When the voices, passions and experiences of adolescent girls are placed at the centre of implementation research studies, the policy and practice solutions that emerge tend to be more innovative, vibrant, credible, sustainable and compelling for communities and policymakers.  

Recognizing that adolescents are part of a household and community, the adolescent-centred approach also involves engaging closely with parents, teachers, community leaders and adolescent boys. We have seen repeated examples where adopting the “nothing about us without us” motto yields robust results. Change agents are nurtured within communities to champion positive, transformative changes well beyond the end of a project.

What next?  

There is no one-size-fits-all approach or magic wand to improve SRHR for adolescents in low- and middle-income countries. Contexts vary. Health systems are often fragmented, weak and underfinanced. Risk factors related to conflict, displacement and exposure to violence are complex. The risks for younger adolescents are more poorly understood than for older adolescents. And there is plurality and intersectionality of adolescent lived experiences and identities. This is the real world, where there is an intricate and non-linear set of structures, relationships and outcomes — a world that is eager for credible and robust evidence. Evidence produced should respond to, and perhaps pre-empt, rapid and wide-ranging political, social and environmental shifts that could deprioritize or undermine SRHR for adolescents.    

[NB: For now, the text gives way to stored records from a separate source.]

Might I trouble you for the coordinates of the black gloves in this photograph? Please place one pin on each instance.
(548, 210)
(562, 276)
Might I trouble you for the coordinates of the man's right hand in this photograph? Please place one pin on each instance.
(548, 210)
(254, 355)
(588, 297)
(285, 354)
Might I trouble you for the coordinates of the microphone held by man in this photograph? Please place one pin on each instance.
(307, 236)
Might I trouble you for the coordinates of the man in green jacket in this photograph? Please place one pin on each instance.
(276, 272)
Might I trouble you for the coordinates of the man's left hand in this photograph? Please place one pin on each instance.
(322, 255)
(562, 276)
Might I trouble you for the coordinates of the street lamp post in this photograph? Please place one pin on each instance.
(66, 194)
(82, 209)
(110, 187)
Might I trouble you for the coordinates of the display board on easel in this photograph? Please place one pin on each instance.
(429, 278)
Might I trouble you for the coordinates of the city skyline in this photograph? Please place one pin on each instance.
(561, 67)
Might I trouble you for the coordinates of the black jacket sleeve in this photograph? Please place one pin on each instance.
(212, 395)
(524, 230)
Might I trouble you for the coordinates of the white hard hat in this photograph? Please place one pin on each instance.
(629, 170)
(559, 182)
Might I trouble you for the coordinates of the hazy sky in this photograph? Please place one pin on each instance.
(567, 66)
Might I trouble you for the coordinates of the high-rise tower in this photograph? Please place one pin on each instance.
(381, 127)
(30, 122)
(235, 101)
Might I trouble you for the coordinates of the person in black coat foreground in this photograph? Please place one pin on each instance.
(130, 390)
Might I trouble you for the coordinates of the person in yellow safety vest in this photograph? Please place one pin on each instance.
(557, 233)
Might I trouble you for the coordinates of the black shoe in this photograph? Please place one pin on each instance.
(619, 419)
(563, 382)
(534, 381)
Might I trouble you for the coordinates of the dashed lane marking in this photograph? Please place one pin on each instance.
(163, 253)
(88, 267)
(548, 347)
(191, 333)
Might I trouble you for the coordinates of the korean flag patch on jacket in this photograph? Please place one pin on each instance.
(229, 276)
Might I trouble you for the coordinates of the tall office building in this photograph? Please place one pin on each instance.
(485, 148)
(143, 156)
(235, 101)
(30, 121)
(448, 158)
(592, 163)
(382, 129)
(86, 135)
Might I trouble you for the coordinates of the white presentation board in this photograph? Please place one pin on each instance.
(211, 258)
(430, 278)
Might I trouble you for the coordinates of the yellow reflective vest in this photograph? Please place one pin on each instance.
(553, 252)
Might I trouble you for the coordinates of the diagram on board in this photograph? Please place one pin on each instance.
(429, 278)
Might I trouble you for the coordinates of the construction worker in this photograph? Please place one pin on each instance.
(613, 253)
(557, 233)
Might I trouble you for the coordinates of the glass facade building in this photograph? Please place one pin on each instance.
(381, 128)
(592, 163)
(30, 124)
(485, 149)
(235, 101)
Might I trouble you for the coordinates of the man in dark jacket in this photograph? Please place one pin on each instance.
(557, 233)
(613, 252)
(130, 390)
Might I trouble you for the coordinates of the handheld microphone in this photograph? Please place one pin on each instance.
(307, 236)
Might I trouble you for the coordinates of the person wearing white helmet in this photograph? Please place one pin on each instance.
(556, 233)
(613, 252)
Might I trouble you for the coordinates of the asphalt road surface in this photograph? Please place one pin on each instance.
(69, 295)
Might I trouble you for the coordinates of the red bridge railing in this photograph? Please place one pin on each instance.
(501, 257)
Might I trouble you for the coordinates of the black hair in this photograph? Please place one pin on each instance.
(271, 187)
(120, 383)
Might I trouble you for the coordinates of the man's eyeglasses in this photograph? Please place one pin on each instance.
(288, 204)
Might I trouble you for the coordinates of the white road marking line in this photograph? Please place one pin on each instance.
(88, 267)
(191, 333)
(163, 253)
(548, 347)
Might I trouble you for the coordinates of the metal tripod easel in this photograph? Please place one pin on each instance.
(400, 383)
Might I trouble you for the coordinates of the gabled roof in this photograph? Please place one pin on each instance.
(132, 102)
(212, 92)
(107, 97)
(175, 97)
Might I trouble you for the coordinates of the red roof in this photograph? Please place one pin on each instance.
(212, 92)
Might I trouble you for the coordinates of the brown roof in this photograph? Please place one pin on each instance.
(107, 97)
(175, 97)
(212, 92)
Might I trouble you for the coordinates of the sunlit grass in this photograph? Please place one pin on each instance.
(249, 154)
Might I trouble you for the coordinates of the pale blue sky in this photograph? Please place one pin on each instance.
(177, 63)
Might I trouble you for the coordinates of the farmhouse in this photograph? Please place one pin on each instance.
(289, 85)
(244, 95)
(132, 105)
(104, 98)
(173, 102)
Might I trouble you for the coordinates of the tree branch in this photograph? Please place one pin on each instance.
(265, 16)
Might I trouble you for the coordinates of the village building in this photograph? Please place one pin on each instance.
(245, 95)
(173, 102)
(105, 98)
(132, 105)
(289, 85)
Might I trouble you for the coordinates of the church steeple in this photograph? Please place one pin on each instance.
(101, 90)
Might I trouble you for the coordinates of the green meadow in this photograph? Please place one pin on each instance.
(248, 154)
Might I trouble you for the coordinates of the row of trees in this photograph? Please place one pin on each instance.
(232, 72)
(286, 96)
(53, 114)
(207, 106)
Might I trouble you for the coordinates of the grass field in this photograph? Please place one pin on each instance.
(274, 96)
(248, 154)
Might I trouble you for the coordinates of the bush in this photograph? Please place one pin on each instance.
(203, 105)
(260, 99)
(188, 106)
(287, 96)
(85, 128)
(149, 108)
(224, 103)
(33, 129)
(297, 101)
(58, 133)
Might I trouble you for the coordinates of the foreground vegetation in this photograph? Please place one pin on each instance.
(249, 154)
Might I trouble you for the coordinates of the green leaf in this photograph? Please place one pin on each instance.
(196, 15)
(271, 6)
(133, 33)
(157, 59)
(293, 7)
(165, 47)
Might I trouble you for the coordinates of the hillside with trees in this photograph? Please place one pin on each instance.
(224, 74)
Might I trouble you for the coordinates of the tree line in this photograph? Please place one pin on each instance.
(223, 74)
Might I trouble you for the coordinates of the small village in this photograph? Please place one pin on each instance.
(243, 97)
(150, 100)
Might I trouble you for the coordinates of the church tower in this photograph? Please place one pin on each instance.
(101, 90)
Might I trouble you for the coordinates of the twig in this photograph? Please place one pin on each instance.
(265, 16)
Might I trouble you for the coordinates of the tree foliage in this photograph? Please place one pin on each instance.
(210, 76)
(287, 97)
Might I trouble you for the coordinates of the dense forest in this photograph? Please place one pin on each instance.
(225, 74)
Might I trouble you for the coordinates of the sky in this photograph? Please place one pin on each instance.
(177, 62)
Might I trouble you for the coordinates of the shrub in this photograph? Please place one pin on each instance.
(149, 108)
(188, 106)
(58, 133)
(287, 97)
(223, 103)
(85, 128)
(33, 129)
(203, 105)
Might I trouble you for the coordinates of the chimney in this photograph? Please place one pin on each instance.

Locally driven solutions and transformative research approaches are foundational for any long-term solutions to succeed, take hold and be scaled. With early and periodic contextual analyses, inclusive partnerships, intersectional framing for gender analysis and radiating the design from an adolescent-centric framework, we can reduce the “know-do gap” that prevents adolescent girls from being the best people they can be today and into their promising futures.